The Miscellaneous Writings of Clark Ashton Smith by Clark Ashton Smith

The Miscellaneous Writings of Clark Ashton Smith by Clark Ashton Smith

Author:Clark Ashton Smith [Smith, Clark Ashton]
Language: eng
Format: epub, mobi
ISBN: 9781597802970
Published: 2011-11-17T21:56:18+00:00


THE PARROT

he pawnshop was so crowded with unredeemed articles, that neither electricity nor sunlight could dissipate fully the murk of its doubtful corners. The windows were always unwashed and the cobwebs were unswept. It was even darker and grimier than usual, on this late afternoon of April; and the sea-fog that had inundated San Francisco was visibly mingled with the dust that hovered always in its air. No one who was unfamiliar with the place would have noticed the parrot, which occupied a perch in the corner farthest from the door. The bird was in one of its taciturn moods, and had apparently forgotten its extensive repertoire of thieves’ argot, water-front oaths, and Jewish idioms, for it had not spoken a word since morning.

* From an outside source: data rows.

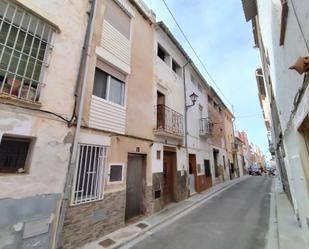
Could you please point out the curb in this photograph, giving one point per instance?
(176, 214)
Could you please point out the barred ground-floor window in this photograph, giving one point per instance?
(89, 174)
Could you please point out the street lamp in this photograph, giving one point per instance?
(193, 98)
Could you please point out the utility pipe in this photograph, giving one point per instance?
(83, 70)
(185, 116)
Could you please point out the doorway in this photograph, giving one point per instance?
(192, 173)
(136, 182)
(169, 167)
(216, 166)
(207, 173)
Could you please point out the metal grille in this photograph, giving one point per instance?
(24, 46)
(206, 127)
(89, 174)
(169, 120)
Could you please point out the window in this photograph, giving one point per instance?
(24, 46)
(118, 18)
(176, 68)
(108, 87)
(199, 169)
(158, 154)
(115, 173)
(162, 54)
(89, 174)
(193, 79)
(13, 154)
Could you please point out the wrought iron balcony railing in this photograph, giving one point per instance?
(169, 121)
(206, 127)
(235, 146)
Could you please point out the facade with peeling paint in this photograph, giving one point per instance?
(36, 105)
(281, 34)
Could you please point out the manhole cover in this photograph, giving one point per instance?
(142, 225)
(107, 242)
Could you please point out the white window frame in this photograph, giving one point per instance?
(13, 84)
(100, 180)
(108, 83)
(109, 173)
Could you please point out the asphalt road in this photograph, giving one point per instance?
(235, 219)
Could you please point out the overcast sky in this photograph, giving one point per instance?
(223, 40)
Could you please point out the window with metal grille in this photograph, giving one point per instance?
(13, 154)
(24, 45)
(89, 174)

“Vell, Micky Horgan, vot you vant?” The huge, swarthy, furtive-looking person thus hailed by Jacob Stein, the proprietor, was better known as Black Mike to the local underworld and police circles. He was peering about uncertainly for Stein, who was stooping behind the counter. The Jew was so small and dingy that he blended in with his surroundings as if he had taken on a sort of protective coloration.

“I want one hundred dollars.” Horgan’s voice was a peremptory growl.

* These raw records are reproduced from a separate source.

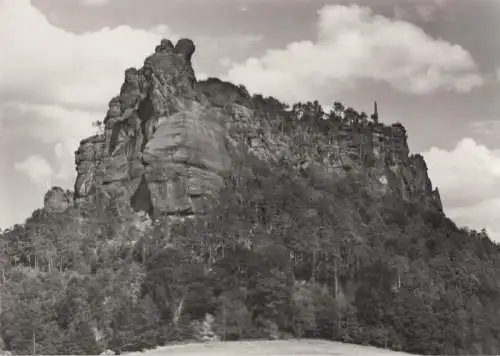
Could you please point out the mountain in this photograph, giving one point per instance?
(201, 212)
(167, 141)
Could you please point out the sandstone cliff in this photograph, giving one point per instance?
(168, 139)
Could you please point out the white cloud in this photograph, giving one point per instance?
(354, 44)
(55, 125)
(37, 169)
(95, 2)
(43, 63)
(421, 9)
(468, 178)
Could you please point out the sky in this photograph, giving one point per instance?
(433, 65)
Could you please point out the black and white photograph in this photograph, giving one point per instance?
(249, 177)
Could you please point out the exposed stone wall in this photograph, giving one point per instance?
(165, 145)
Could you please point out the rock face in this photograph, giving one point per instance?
(163, 149)
(167, 141)
(57, 199)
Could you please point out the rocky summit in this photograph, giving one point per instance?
(168, 138)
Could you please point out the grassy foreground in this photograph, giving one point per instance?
(268, 348)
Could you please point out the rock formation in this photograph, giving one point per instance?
(57, 200)
(163, 150)
(167, 141)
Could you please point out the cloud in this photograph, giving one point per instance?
(44, 64)
(468, 178)
(421, 9)
(486, 127)
(353, 44)
(95, 2)
(59, 127)
(37, 169)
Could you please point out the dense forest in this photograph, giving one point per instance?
(282, 253)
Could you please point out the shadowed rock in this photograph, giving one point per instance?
(185, 47)
(57, 200)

“For vot should I gif you so much money?”

“For this.” Horgan took an amber necklace from his coat-pocket and laid it on the counter, where it gleamed like a circle of solidified sun-rays.

Stein peered at the necklace through his heavy-rimmed goggles and shook his head with a vehement grimace.

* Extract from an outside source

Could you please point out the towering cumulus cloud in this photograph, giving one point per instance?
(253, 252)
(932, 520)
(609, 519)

“I gif you fifteen,” he said dubiously.

“The hell you will. That’s real amber. I didn’t swipe it from any hall-bedroom, either. And I’m offering it mud-cheap because I’ve got to have a hundred bucks to-night.”

Stein came out from behind the counter and began to expostulate.

“For vot you take me? No one buys amber. I’m a poor man, and I haf a family. Fifteen tollars I gif you, but no more.”

Horgan sensed finality in the tones of the Jew. Sinister, desperate thoughts arose in his brain. His need of a hundred dollars was indeed urgent, for the sum had been demanded by a sweetheart whom he loved with ferocious ardor. He knew her coldness and contempt if he should go to her without the money—knew the merciless vituperations with which she would greet him. Also, he thought of all the former occasions on which Stein had defrauded him of his rightful due for some stolen article.

“You rotten Sheeny—I’m damned if you’ll gouge me this time!” Horgan’s desperation was tinged with a stealthy, rat-like anger.

“Fifteen tollars—und I’m robbing myself, Micky.” The Jew rubbed his hands together, turned his head away, and looked indifferently through the smeared windows. He did not seem to notice the ugly and precarious mood of his client.

A murderous calculation crept into Horgan’s thoughts. He peered about. The street outside was very quiet, and the fog was thickening into a drizzle. It was not likely that anyone would come in at the moment. Furtively, with careful slowness, he reached for the revolver in his hip-pocket.